In this blog post, I make suggestions to avoid commonly made mistakes when writing econometrics theses. There is more to academic writing than can fit into a single blog post. Fortunately, much already seem to be well understood, so I will focus on the issues that seem to go wrong more often. Naturally, the comments reflect my own preferences. So when writing in other circumstances, take from this what you will.
A general point is that you need to write for the reader and not yourself. Hence, do not focus on your discovery process but on the research results that you want the reader to know about. These results are the main message of your writing and everything else needs to serve to get this message across as clearly as possible.
This is arguably the most important section of a scientific paper and of your thesis. This is where you make the reader enthusiastic about your research and entice them to continue reading. Academic readers (such as your supervisor) have many papers to read, so any paper will quickly have to prove its worth to keep them reading. Do not waste time with „warming up“ the reader, instead cut straight to the chase.
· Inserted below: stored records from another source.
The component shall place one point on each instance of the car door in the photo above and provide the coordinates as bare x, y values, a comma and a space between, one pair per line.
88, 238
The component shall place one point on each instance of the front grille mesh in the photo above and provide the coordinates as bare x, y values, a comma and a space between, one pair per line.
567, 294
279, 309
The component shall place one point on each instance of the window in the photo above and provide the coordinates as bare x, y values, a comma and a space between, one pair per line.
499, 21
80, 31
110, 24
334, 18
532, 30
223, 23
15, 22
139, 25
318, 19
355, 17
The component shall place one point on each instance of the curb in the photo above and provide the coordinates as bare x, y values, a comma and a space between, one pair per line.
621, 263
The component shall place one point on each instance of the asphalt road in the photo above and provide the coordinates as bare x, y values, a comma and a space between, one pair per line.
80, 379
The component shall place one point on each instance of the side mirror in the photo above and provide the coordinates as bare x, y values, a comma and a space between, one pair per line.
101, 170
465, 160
Unless you have a very obscure topic that needs an introduction, you do not need to provide any background information before announcing what your research is about. It can feel brutal to start the thesis without giving a general introduction but the thesis will read better as a result.
A good structure for the first few paragraphs of the intro is as follows:
What exactly is the research question you are dealing with. An example: „This thesis analyses the forecast accuracy of boosted regression trees for Dutch inflation.“ Under no circumstances start with a general statement such as „Inflation is an important variable for central banks“ — the reader knows this already and you have wasted their time by making them read this.
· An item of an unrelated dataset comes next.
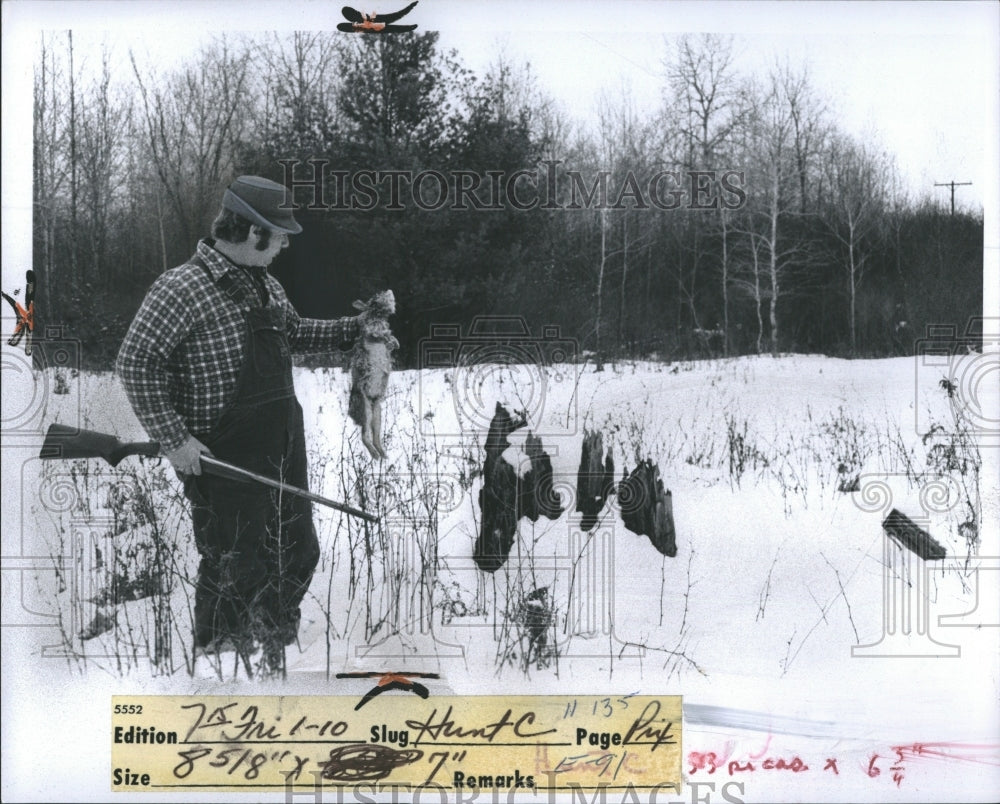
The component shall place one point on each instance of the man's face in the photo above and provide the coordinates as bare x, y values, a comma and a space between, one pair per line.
278, 241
Next, let the reader know how you are approaching the topic. For example: „The empirical analysis compares forecasts for Dutch CPI inflation from 1992 to 2021. The forecasts are constructed from boosted regression trees and are compared to those from benchmark models, such as AR(p) models and the random walk.“ Then, provide some more details of your approach to the problem. Be reasonably precise without killing the reader with minute details.
Next, explain your headline findings, that is, what are the most important take-aways. For example: „I find that the random forest has a root mean square forecast error that is 11% below that of the best AR model.“ More headline results could follow, such as the performance of the other methods, important results in sub-periods, and so forth.
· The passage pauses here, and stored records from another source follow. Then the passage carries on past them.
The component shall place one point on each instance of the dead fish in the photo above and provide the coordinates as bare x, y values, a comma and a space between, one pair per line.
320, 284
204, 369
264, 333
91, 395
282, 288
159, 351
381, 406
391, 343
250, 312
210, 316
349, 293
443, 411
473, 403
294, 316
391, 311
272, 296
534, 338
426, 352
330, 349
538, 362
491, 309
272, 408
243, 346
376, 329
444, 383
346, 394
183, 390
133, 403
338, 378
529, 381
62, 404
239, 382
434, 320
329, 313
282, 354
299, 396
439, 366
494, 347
These first few paragraphs should explain your research and your research only. Once you are done — and this can take three or more paragraphs — the reader should be aware of what the general research question is, how you go about answering it, and what you find.
General introductions are only necessary if the topic is very obscure, for example, due to the regulation of a particular industry or the requirements of a particular company where you write your thesis. Any general introduction that provides a background should nonetheless be specific to your research and not exceed a short paragraph. Always avoid general statements, such as „GDP is an important economic variable“, from which the reader learns nothing.
It is important that you place your own research in the literature. This serves a number of purposes. First, it is very unlikely that you have not used any results derived by other people, and you need to indicate what you have been building on. This is important as even the suspicion of plagiarism is damaging. Second, given that most readers will be aware of the existing literature, you need to emphasise what is new in your research. This is easier when discussing what has been done before. Any difference will then be your own work and you can then easily point out those differences. Third, academic readers can be impatient and will want to know early on that it is worthwhile reading your work. Pointing out the differences to the previous literature can help emphasise the importance of your work.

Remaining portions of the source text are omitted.